5.3. Forecasting Dataset Format

This guide explains how to format datasets for time series forecasting tasks.

5.3.1. Directory Structure

Forecasting uses the same structure as regression:

my_dataset/
├── files/                          # MUST be named "files"
│   ├── sequence1.csv
│   ├── sequence2.csv
│   └── sequenceN.csv
└── annotations/                    # Required
    ├── instances_train_list.txt
    └── instances_val_list.txt

5.3.2. Data File Format

All variables (features) are in columns. You specify which to use as inputs and which to forecast via configuration.

Example: Temperature Forecasting

ambient,coolant,current,pm_temp
19.85,18.81,2.28,22.93
19.85,18.79,2.28,22.94
19.85,18.79,2.28,22.94
19.85,18.77,2.28,22.94
...

In this example:

  • Column 0 (ambient): Input feature

  • Column 1 (coolant): Input feature

  • Column 2 (current): Input feature

  • Column 3 (pm_temp): Target to forecast

5.3.3. Key Difference from Regression

Note

In regression, the target is the current value of the last column, averaged across the window. In forecasting, the target is a future value of the specified variable at forecast_horizon steps ahead.

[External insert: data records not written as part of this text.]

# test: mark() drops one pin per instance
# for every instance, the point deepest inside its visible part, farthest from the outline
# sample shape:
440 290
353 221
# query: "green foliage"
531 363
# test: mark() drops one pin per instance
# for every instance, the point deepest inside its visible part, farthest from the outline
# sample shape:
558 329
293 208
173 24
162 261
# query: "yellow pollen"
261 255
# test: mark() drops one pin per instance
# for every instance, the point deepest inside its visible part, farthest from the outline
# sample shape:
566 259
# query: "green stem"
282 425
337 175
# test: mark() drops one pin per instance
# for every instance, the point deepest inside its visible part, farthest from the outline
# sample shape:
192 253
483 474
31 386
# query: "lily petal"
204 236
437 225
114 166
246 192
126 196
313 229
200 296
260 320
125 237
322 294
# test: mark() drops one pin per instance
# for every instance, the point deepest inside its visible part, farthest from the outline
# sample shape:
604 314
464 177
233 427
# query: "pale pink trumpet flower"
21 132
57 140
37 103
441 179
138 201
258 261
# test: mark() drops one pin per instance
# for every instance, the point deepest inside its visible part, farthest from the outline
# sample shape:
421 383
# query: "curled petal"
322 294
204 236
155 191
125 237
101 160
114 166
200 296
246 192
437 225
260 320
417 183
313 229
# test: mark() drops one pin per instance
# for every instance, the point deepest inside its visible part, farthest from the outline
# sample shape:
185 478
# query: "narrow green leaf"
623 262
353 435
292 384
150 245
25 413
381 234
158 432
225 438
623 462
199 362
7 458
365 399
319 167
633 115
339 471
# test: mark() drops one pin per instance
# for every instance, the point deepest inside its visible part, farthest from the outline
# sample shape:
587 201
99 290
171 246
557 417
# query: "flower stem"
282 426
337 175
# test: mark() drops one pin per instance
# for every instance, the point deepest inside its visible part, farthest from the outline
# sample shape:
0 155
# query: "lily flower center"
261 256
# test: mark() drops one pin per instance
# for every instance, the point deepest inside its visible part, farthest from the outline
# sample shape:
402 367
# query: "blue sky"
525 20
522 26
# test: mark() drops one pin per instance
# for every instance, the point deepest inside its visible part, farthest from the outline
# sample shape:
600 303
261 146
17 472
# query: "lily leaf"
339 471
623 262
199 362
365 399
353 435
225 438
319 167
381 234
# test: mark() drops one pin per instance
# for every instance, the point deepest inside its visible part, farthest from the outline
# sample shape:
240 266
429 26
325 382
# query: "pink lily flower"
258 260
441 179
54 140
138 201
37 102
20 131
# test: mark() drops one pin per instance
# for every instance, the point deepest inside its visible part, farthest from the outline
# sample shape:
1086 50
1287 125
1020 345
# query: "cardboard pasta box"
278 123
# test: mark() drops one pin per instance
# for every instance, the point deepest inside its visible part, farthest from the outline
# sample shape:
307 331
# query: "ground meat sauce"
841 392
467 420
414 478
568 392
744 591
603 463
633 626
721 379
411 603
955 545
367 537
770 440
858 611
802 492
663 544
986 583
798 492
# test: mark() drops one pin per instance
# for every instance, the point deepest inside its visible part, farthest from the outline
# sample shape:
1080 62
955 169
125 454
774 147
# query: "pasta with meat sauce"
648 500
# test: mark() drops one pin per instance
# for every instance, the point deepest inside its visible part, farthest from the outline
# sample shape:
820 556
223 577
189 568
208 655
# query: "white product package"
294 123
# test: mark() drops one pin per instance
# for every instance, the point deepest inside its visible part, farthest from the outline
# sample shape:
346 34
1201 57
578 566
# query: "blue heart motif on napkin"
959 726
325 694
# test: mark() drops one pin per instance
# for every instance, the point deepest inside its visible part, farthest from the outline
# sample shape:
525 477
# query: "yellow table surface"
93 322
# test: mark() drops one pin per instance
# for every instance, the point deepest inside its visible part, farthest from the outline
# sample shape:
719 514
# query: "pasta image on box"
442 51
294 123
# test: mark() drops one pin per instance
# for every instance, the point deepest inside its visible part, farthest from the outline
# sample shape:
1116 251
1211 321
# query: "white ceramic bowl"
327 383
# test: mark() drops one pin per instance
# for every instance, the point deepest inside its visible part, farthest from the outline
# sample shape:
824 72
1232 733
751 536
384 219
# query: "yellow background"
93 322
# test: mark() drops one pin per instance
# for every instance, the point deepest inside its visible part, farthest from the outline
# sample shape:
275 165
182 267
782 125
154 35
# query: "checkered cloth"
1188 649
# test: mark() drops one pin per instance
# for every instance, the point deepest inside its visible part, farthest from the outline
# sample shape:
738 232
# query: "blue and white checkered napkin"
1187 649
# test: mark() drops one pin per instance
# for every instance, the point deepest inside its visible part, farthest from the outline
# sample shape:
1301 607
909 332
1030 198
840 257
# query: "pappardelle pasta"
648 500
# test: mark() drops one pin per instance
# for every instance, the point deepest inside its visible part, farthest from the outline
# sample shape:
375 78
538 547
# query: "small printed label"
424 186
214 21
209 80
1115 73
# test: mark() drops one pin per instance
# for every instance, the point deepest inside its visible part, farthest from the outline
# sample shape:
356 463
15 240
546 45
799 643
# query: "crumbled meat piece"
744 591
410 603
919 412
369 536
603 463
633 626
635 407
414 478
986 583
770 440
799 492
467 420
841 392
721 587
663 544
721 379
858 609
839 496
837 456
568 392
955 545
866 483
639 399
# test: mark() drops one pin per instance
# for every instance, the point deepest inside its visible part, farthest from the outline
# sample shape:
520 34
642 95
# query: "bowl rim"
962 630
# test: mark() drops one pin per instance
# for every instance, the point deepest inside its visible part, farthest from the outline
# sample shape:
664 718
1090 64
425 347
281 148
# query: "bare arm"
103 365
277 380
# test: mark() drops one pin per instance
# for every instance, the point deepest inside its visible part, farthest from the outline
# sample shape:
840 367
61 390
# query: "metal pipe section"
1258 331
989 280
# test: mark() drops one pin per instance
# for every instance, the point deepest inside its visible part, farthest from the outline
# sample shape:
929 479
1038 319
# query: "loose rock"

This means regression answers “what is the target value right now?” while forecasting answers “what will this variable be in the future?”

Regression: Target is a separate value for each window (in last column)

Forecasting: Target is a future value of an existing variable

Regression: Input [t0...t3] → Predict separate_target_avg
Forecasting: Input [t0, t1, t2] → Predict variable[t3]

Unlike regression where the target column is always the last column, forecasting requires you to explicitly specify which variable(s) to predict via the target_variables configuration parameter.

5.3.4. Configuration

dataset:
  enable: True
  dataset_name: 'my_forecast_data'
  input_data_path: '/path/to/my_dataset'

data_processing_feature_extraction:
  data_proc_transforms: ['SimpleWindow']
  frame_size: 3                    # Lookback (use 3 past values)
  forecast_horizon: 1              # Predict 1 step ahead
  stride_size: 0.4

  # Specify columns by index or name
  variables: [0, 3]                # Use columns 0 and 3 as inputs
  target_variables: [3]            # Forecast column 3

training:
  model_name: 'FCST_LSTM8'
  output_int: False                # Required for forecasting!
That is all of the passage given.